For one bidding process, the buyer usually sends RFQ to more than one vendor. The buyer must create an RFQ for each vendor (which usually contains the same items). The vendor address and other data can be obtained from vendor master data. The buyer can also create an RFQ to a vendor that has not been created in the vendor master data by using “one-time vendor”. The buyer must enter the address and other data of the “one-time vendor” when creating RFQ.

Each RFQ has its own RFQ number. All RFQs in one bidding process can be grouped with a collective number. Collective number is a 10 characters field in the header data of RFQ document. It can be alphanumeric. Several RFQs with same collective number can be listed, such as in price comparison, based on the collective number.

In the RFQ, the buyer must include the information about the material/service needed from the vendors (copied from the PR), the latest submission date of the quotation, the preferred term of payment, currency,  incoterm, etc. RFQ can be printed in a hardcopy and sent to the vendor, or it also can be sent through email.

The vendor will receive the RFQ and will check whether they can supply the materials/services specified in the RFQ or not. If the vendor can, it will send the quotation to the buyer. The quotation should contain the offering regarding the material/service specified in the RFQ, such as the price and conditions, the delivery date, the term of payment, incoterm, the validate date of the quotation, etc. The vendor should also include the RFQ number in their quotation so the buyer will know the RFQ that the quotation refers to.

Quotation and its relationship with RFQ

The buyer will input the information in the vendor’s quotation to the SAP quotation document with ME47 (Maintain Quotation) t-code. The quotation document in SAP is the same with the RFQ document, they’re a single document. The data of an RFQ and the corresponding quotation are stored in the same record in the same table in SAP.

RFQ/Quotation documents, like other Purchasing documents, consist of three sections, which are header, item overview, and item details. The header data of RFQ/quotation are stored in EKKO table. The item detail data of RFQ/Quotation are stored in EKPO table.

In standard SAP ERP, the difference between RFQ and Quotation documents is only the screen layout of the transaction that can edit and display them. Some fields, such as: net price, quotation, quotation date, tax code, etc are shown in maintain quotation (ME47) and display quotation (ME48) transaction. In transaction create/edit/display RFQ (ME41/ME42/ME43), those fields are suppressed / hidden.

So, basically, when the buyer create RFQ (from ME57 or ME41 t-code), SAP create a new record in the EKKO table with the RFQ number as a primary key, and some records (same with the count of RFQ items) in the EKPO table with the RFQ number and RFQ item number as primary keys. At this stage, the quotation, quotation date, net price, tax code fields are blank. When the buyer maintain the quotation (input the vendor’s quotation information to SAP) with ME47 t-code, by entering the RFQ number in the initial screen, some fields such as the quotation, quotation date, net price (and other conditions), tax code, etc are input into SAP. The corresponding fields on the EKKO and EKPO tables are updated.

When a Quotation is maintained, the “Status of purchasing document” field (STATU) in EKKO table is updated from blank to A (RFQ with quotation).
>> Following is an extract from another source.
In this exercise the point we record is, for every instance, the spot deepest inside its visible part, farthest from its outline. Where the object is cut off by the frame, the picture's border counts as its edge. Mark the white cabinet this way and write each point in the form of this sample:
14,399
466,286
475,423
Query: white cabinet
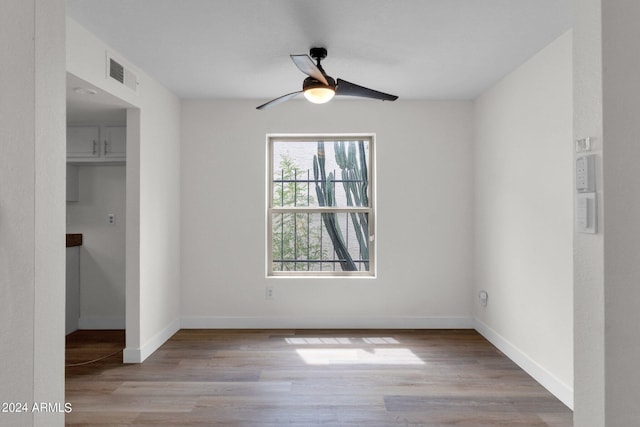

In EKPO table, the “RFQ status” field (STATU) of the RFQ items that have been maintained (not necessarily all items of the RFQ) are updated from blank to A (Quotation exists in case of RFQ item). With these fields, we can distinct which RFQ and RFQ items that have been maintained (have quotation) in ABAP programming.

When the buyer maintain quotations, he can use the info update indicator (a field in the item detail, EKPO table) to define whether the info record is to be created (if there is no info record for the material and vendor before) / updated (if there is an info record for the material and vendor before), or not. SAP will copy the conditions from the quotations to the info record.